Value-based care offers the possibility of increasing quality time with patients and ultimately helping to restore the joy of medicine; the physician may increase at organizations during the transition. Value-based care we have a fighting chance, the best chance to improve costs, quality, and outcomes for individual patients and populations as a whole.
The state of Florida is one of the most restricted states, requiring physician supervision or delegation, instead of collaboration, for NP’s to provide care. Florida is one of only two states that do not allow NPs to prescribe controlled substances.
For effective change, the APRN must be knowledgeable and lead by example by actively taking part in the change process. Talking about the APRN role, contacting state legislators, and becoming a member of supportive associations are all ways the APRN can actively participate in support of the trend toward higher practice authority for APRNs. The impact of the APRNs attempts in transforming the current healthcare system can only be realized through strong leadership and consistent effort.
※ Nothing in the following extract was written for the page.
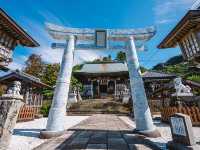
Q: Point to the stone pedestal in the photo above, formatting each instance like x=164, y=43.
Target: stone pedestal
x=10, y=105
x=182, y=133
Advanced Practice Registered Nurses are highly qualified clinicians with graduate-level nursing degrees, who are taught to provide a broad range of services in relation to the expertise and knowledge acquired within their specialty. The APRN must be a leader, a collaborator, an innovator, and a policy-changer. The framework for this role is reflected in the advanced educational requirements, the expected core competencies of the advanced practice nurse, and the legal requirements and scope of practice set forth by each state’s practice act. It is up to the APRN, individually, to decide the leadership style that fits best and then to practice in a manner that is consistently aligned with quality patient outcomes.